Questo ci diversifica da ogni filosofia, che è essenzialmente avventura del pensiero; questo ci diversifica da altre esperienze religiose come il Buddismo, pur così di moda oggi soprattutto negli ambienti delle borghesie cittadine, perché esso cerca essenzialmente l’armonia con se stessi e con il mondo attraverso il dissolvimento della personale identità nell’armonia cosmica, lo smarrimento di sé nel tutto cosmico; questo ci differenzia da quel flusso di cultura e di religione, così inafferrabile ma così pervasivo, perché suscettibile di infiniti adattamenti e ricettivo di molteplici esperienze religiose, che è la New Age dove, ancora una volta, l’uomo è fonte e produttore della propria salvezza intesa come personale armonia; ma questo ci differenzia anche da una delle più grandi religioni monoteistiche, l’Islam, in cui non c’è vero incontro tra Dio e l’uomo, perché Dio non è mai entrato nella storia umana, non è mai divenuto avvenimento, persona nella vita, non è mai stato nostro Redentore. Il Dio dell’Islam incontra l’uomo attraverso un libro, il Corano, manifestazione della sua volontà e promulgazione della sua legge, osservando il quale l’uomo può giungere alla vita beata.
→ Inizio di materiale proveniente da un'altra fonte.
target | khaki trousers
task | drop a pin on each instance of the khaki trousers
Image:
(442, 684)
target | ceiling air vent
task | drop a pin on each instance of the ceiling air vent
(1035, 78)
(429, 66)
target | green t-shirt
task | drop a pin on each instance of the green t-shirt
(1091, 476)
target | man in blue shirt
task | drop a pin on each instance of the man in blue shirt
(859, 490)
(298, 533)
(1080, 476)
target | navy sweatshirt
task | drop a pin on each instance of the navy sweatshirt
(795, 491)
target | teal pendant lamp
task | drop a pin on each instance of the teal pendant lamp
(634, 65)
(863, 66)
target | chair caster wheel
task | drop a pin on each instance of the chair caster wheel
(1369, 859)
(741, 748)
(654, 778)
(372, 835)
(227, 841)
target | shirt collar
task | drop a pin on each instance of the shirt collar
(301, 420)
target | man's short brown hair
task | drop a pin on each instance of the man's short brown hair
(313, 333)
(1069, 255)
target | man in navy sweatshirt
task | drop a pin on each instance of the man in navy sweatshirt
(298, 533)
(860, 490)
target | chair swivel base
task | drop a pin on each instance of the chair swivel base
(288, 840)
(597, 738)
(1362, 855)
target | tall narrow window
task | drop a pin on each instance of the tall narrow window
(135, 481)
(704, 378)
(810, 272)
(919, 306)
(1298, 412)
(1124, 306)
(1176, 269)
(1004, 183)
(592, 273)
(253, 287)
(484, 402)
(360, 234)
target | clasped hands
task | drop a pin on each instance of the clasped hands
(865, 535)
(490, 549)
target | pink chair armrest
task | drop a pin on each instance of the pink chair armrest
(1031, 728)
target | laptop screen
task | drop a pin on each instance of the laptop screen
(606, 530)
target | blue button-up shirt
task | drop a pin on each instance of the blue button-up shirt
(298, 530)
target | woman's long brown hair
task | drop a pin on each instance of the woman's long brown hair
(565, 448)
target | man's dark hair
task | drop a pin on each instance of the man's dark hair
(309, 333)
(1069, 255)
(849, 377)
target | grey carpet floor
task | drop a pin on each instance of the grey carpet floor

Il Cristianesimo, cari amici, è di più, è vertiginosamente di più, perché esso è Dio che diventa carne e sangue come te, attraversa la geografia amara del nostro patire e del nostro morire, si consuma fino al sacrificio della vita in un dono di amore per la creatura incapace di amare, giunge a donarci la Sua vita divina, a rivestirci della dignità dei figli, ad accoglierci nella comunione di vita della Trinità Santa.

Ecco, ciò che il Vangelo ci ha annunciato, ciò che questa notte ci dona è anzitutto la realtà di un fatto accaduto: la Resurrezione, la concretezza di una vita, di una persona: Gesù Cristo.

– Ma questa notte, trasmettendoci la memoria di un evento, lo spessore di una persona, ci consegna anche una verità di cui ti puoi fidare, fino al punto di lasciartene guidare nella vita, fino al punto di viverla. La verità, oggi, per noi è Gesù Cristo. Quando noi diciamo “verità” intendiamo qualcosa che ci fa vivere, che ci chiede e ci dà amore, che rende bella, importante, piena di significato la mia vita. Senza questa verità le nostre vite sarebbero rami secchi, contenitori vuoti, sorgenti inaridite. Allora se io stasera chiedessi a ciascuno di voi: qual è la “verità” della tua vita, quali sono le “verità” che ti fanno vivere, che ti danno la gioia di esserci; credo che ciascuno di voi pronunzierebbe i nomi del proprio uomo e della propria donna, dei propri figli, di quei progetti e di quei sentimenti che danno significato e luce alla trafila dei giorni.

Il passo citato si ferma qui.